С целью понять производство, в рамках рекомендованных писателям поездок на заводы и фабрики, Бабель в 1930 г. едет в Днепропетровск и на Днепрострой, а в 1933 г. — в Горловку; Иванов посещает Макеевский завод в Донбассе; оба писателя ставят в произведениях реальные проблемы социалистического строительства, но показывают участвующих в нем людей не так, как требовали идеологи времени.
Писателей-попутчиков (Л. Леонова, Б. Пильняка и др.) в начале 1930-х гг. литературные вожди обвиняли в непонимании своей героической эпохи: у них на первом плане находится не социалистическое строительство, а раздумывающие герои-интеллигенты, новый человек обладает не «социальными функциями», а «инстинктами “вообще”», то есть «инстинктами буржуазного собственника» (Е. Усиевич), под которыми тогда понимались живая жизнь, «тайное тайных» души человека.
Так, героиня «Нефти», современная женщина-инженер, не только хочет учиться в Промакадемии, руководит делами Нефтесиндиката, но и испытывает «непролетарское» чувство сострадания к интеллигенту, профессору Клоссовскому (прототипом героя, как указывает Е.И. Погорельская, являлся инженер Л.И. Слоним, работавший в нефтяной промышленности), к «женщине ХIХ столетия» Зинаиде, боящейся оставить незаконного ребенка.
Иванов, показывая в редакции романа «У» («Багровый закат») новых людей, строителей, пришедших на встречу с приехавшими на завод писателями, передает их подлинные рассказы о работе на Турксибе, в которых звучат пессимизм, тоска, неуверенность в возможности новой жизни.

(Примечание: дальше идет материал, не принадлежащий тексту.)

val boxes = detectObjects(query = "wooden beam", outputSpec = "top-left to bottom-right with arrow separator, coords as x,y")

Глубина содержания и психологизм в изображении человека в произведениях «попутчиков» Бабеля и Иванова, написанных на производственные темы, стали залогом того, что эти тексты не утратили со временем своей художественной ценности.
Сведения об авторе: Папкова Елена Алексеевна — д.ф.н., с.н.с. Отдела новейшей русской литературы и литературы русского зарубежья ИМЛИ РАН; e-mail: elena.iv@bk.ru
Е.И. Погорельская
(Москва, ИМЛИ РАН)
О ПОДГОТОВКЕ НАУЧНОГО СОБРАНИЯ СОЧИНЕНИЙ И.Э. БАБЕЛЯ И НОВОМ КОММЕНТАРИИ К ПРОИЗВЕДЕНИЯМ ПИСАТЕЛЯ
В научное Собрание сочинений Исаака Бабеля, подготовка которого ведется в ИМЛИ РАН, войдут все выявленные к настоящему времени художественные, публицистические и эпистолярные тексты писателя, а также дневник 1920 года. Оно будет состоять из пяти томов и строиться по традиционному для подобного рода изданий жанрово-хронологическому принципу.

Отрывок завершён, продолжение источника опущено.